Statistical analysis

The "Limma", "Survival", and "Surminer" R packages were used for data analysis. Wilcox test and unpaired Student’s t-test were used to compare non-normally and normally distributed expression variables, respectively. Spearman correlation was used to test the correlation between copper homeostasis-related mRNAs and lncRNAs; p < 0.05 in the results was considered statistically significant. Pearson’s chi-square test was used to differentiate clinical manifestations between patients categorized into low- and high-risk score groups. All statistical methods and values are listed in Sup Table 5.

Ethical approval

Ethical approval was obtained from the Institutional Research Ethics Committee of Renmin Hospital, Wuhan University (No. WDRY2022-K002). Before commencing the research, informed consent was obtained from all participants.
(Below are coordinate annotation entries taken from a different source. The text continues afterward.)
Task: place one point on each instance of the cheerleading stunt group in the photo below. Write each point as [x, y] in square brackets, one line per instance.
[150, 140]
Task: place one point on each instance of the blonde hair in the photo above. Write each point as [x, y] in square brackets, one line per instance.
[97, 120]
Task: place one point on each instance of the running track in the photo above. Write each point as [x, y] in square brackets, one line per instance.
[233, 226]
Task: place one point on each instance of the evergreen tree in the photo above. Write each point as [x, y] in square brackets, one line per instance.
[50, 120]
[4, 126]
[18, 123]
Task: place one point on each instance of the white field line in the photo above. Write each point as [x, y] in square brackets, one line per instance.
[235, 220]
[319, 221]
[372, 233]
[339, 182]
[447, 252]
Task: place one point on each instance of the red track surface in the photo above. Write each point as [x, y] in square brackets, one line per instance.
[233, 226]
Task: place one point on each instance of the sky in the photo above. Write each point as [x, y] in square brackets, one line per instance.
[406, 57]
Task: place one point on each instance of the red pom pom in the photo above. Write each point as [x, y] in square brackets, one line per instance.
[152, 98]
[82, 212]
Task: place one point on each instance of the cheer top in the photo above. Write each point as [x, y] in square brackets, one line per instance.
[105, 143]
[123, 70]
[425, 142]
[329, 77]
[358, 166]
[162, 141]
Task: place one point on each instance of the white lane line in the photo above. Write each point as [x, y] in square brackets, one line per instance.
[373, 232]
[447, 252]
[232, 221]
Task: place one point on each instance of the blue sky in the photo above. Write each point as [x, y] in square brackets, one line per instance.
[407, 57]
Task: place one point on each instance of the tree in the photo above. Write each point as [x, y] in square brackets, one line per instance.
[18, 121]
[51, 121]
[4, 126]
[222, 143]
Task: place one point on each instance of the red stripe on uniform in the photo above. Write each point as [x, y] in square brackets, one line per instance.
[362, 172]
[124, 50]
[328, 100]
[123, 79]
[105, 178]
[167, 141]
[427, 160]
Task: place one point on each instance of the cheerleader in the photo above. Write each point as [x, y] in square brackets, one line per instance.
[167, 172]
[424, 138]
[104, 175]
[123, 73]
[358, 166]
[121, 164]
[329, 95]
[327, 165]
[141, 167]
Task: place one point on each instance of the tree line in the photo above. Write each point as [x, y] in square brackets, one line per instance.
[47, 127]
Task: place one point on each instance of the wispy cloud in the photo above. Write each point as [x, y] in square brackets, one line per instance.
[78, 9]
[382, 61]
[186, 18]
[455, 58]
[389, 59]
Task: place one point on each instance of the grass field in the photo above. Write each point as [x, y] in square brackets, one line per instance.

The consent process entailed a comprehensive explanation of the study's aims, methods, risks, and benefits, allowing participants to make informed choices. Written consent was obtained from each participant, adhering to the Declaration of Helsinki and ensuring voluntary engagement and rights protection. Clinical and molecular data were anonymized and assigned unique identifiers, with access restricted to authorized research team members.